Жизнь в доме, какую привык Тимофеев видеть с детства, его не прельщала.
И с возрастом он решил ступить на свой путь – по-другому начать жизнь.
– в конце которой ровь и гладь.
И эта ровь и гладь жизни представлялась ему не в лежебокости, не в плевании в потолок, нет, совсем, совсем нет:
он отрекается от ненужных тревог отца и забот матери, он берет другую тревогу и другую заботу.
– безукорно.
Будущее, какое готовилось ему и по воспитанию его и по состоянию Тимофеевых, было в смысле всяких удобств и власти очень большое:
он предназначался для отцовских дел вместе со своим братом.
Все, чему завидуют люди, – деньги и положение, все это было перед ним, стоило ему только, нисколько не раздумывая, пойти по указанной отцовской дорожке.
А он все сжег и пошел по-своему.
С первого шага своей самостоятельной жизни Тимофеев встретил на пути препятствие.
И там, где искал он ровности, оказалось, нет и не было никакой.
Правда, говорится
– и уж если человек примется очень стараться, жди беды, а зверь неразумный – и подавно.
И если лев, опекая коня, довел коня свирепостью своего вида и подозрительностью до вопиющего ропота и отчаяния – лев, за вынутую старцем занозу, служа старцу, сопровождал коня, когда несчастный конь старцу воду возил, – глупый, старательный человек, охраняющий заветы, может довести другого – «коня!» – до полной безнадежности, коню старцеву позавидуешь!
Тимофеев, найдя жизнь отцовскую неправедной, стесняющей жизнь других, положил устроить свою жизнь, –
чтобы от его деятельности не только никому не было стеснения или принуждения, а было бы всякому легко и свободно.
И он не сомневался, что может облегчить трудную жизнь, которую видел вокруг себя.
Нелегкая потащила его за границу:
там за рубежом найдет он указания, как сделать так, чтобы из его деятельности была польза всем страждущим, трудникам жизни.
Есть великие призывы человека о царстве человеческом на земле – большие кличи к человеку о человеке, о его царстве и о его воле и о его свободе, и на эти призывы и кличи идут не только одаренные, но и летит мошкара.

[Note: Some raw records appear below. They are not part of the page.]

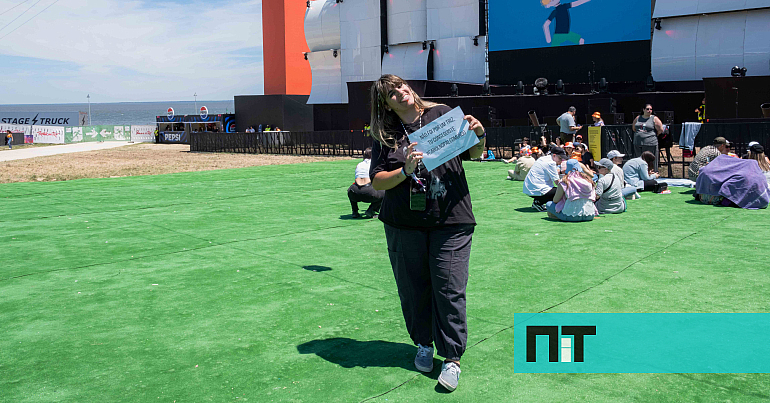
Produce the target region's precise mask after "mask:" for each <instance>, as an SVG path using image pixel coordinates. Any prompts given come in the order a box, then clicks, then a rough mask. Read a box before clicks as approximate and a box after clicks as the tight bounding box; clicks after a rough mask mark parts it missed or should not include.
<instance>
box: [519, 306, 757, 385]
mask: <svg viewBox="0 0 770 403" xmlns="http://www.w3.org/2000/svg"><path fill="white" fill-rule="evenodd" d="M528 333H529V335H528ZM528 359H529V361H528ZM533 359H534V361H532V360H533ZM581 359H582V361H581ZM513 371H514V372H515V373H770V313H539V314H538V313H517V314H514V318H513Z"/></svg>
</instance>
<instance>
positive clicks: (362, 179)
mask: <svg viewBox="0 0 770 403" xmlns="http://www.w3.org/2000/svg"><path fill="white" fill-rule="evenodd" d="M371 164H372V148H371V147H369V148H367V149H366V150H364V160H363V161H361V162H359V163H358V165H356V178H355V180H354V182H353V184H352V185H350V187H349V188H348V200H350V207H351V208H352V209H353V218H361V215H360V214H358V203H359V202H361V203H370V204H369V208H368V209H366V212H365V213H364V217H365V218H374V217H375V216H377V213H378V212H379V211H380V206H381V205H382V199H383V197H385V191H384V190H374V188H373V187H372V180H371V179H369V168H370V167H371Z"/></svg>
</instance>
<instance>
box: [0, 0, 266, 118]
mask: <svg viewBox="0 0 770 403" xmlns="http://www.w3.org/2000/svg"><path fill="white" fill-rule="evenodd" d="M46 7H49V8H47V9H46ZM38 13H39V14H38ZM36 14H37V15H36ZM0 88H2V91H0V104H29V103H71V102H86V95H88V94H90V95H91V102H121V101H133V102H139V101H186V100H192V99H193V94H195V93H197V94H198V99H199V100H227V99H232V98H233V96H234V95H244V94H262V93H263V65H262V2H261V0H257V1H247V0H241V1H238V0H236V1H224V0H213V1H211V0H210V1H205V2H204V1H181V0H177V1H131V0H128V1H120V0H63V1H59V0H26V1H24V0H0Z"/></svg>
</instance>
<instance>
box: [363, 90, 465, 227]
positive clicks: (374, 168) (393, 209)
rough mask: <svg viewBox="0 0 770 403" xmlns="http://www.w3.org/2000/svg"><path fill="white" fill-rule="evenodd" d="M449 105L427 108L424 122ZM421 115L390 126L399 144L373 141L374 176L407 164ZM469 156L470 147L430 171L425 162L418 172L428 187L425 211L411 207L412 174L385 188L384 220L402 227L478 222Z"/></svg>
mask: <svg viewBox="0 0 770 403" xmlns="http://www.w3.org/2000/svg"><path fill="white" fill-rule="evenodd" d="M451 110H452V109H451V108H450V107H448V106H446V105H439V106H435V107H433V108H431V109H428V110H426V111H425V112H424V113H423V115H422V125H423V126H424V125H426V124H428V123H429V122H431V121H433V120H435V119H436V118H438V117H439V116H441V115H443V114H445V113H447V112H449V111H451ZM420 125H421V123H420V119H417V121H416V122H414V123H409V124H406V123H405V124H404V127H401V124H398V125H397V126H396V127H391V128H388V133H392V134H393V135H394V137H395V138H396V144H397V145H398V148H396V149H393V148H390V147H387V146H385V147H383V146H382V145H381V144H380V143H379V142H378V141H375V142H374V144H373V145H372V166H371V168H370V170H369V177H370V178H372V179H373V178H374V176H375V175H376V174H377V173H378V172H383V171H394V170H397V169H399V168H401V167H403V166H404V163H405V162H406V148H407V147H408V146H409V138H408V137H407V136H406V133H404V129H406V132H408V133H409V134H411V133H414V132H415V131H417V130H419V129H420ZM463 159H464V160H469V159H470V153H469V152H468V151H467V150H466V151H465V152H463V153H462V154H460V155H459V156H457V157H455V158H452V159H451V160H449V161H447V162H445V163H444V164H443V165H441V166H439V167H438V168H436V169H434V170H433V171H430V172H428V170H427V169H425V166H424V165H423V164H420V166H419V170H418V171H415V174H416V175H417V176H418V177H420V178H423V182H424V183H426V186H427V187H428V191H427V203H426V208H425V211H413V210H411V209H410V208H409V198H410V183H411V182H412V180H413V179H412V178H411V177H409V178H407V179H404V181H403V182H401V183H399V184H398V185H396V186H395V187H394V188H392V189H389V190H386V191H385V198H384V199H383V201H382V207H381V208H380V215H379V217H380V221H382V222H384V223H385V224H388V225H391V226H393V227H396V228H401V229H423V228H434V227H439V226H444V225H457V224H473V225H475V224H476V219H475V218H474V217H473V211H472V207H471V196H470V193H469V192H468V182H467V181H466V180H465V170H464V169H463V164H462V160H463Z"/></svg>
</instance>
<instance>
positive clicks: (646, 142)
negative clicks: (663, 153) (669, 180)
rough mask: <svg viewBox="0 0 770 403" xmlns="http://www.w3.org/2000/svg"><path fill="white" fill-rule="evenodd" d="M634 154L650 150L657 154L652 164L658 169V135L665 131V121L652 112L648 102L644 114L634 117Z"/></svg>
mask: <svg viewBox="0 0 770 403" xmlns="http://www.w3.org/2000/svg"><path fill="white" fill-rule="evenodd" d="M633 128H634V155H636V156H640V155H642V153H643V152H644V151H649V152H651V153H652V155H653V156H655V161H653V163H652V164H650V166H651V167H652V168H653V169H654V170H655V171H657V170H658V135H659V134H661V133H663V130H664V129H663V122H661V121H660V119H659V118H658V117H657V116H655V115H653V114H652V105H650V104H647V105H645V106H644V109H643V110H642V114H641V115H639V116H637V117H636V118H634V123H633Z"/></svg>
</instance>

И мошкара по ничтожному свойству своему опорочивает и умаляет их.
И всякий, кто вздумал бы судить по призыву обо всех откликнувшихся на него, глубоко ошибется, как и тот, кто по мошкаре начал бы суд о призыве.
Тимофеев поехал за границу и само собой в Швейцарию102: хотелось поскорее всему научиться, – а где, как не в Швейцарии, найдет он и товарищей и учителей!
Большая была тогда у него горячка.
И когда после уж спросит он себя, что питало эту горячность его тогдашнюю швейцарскую, он ответит:
только жалость, только сердце, и никакие рассуждения.
Всякие рассуждения его – вся работа мысли его только выговаривала тихие шепоты сердца.
А сердце горело жалостью.
Ему просто совестно было перед другими, кто жил хуже его. И чтобы успокоить совесть, он и стал рассуждать о желаемой легкости и гладкости жизни и, наконец, принял решение отказаться от всех отцовских благ и выйти в мир свободным – безо всего.
Не взяв от отца ни копейки, с грошами, скопленными на уроках, поехал он прямо в Цюрих.
Тимофеев приехал в Цюрих с такими чаяниями и с такой открытостью –
на все готов!
Все дни он просиживал в русской читальне и все, что было запрещенного или чего трудно было достать в России, все, кажется, перечитал до последнего листка.
И так жил он, полуголодный, почти без сна –
чтобы только все узнать и начать дело!
Понемногу завязались знакомства. Но близко ни с кем не сошелся: самый младший – все были старше его.
Цюрих – сущее кладбище, и, когда зарядит дождь, тишина там наверху такая! – только часы звонят.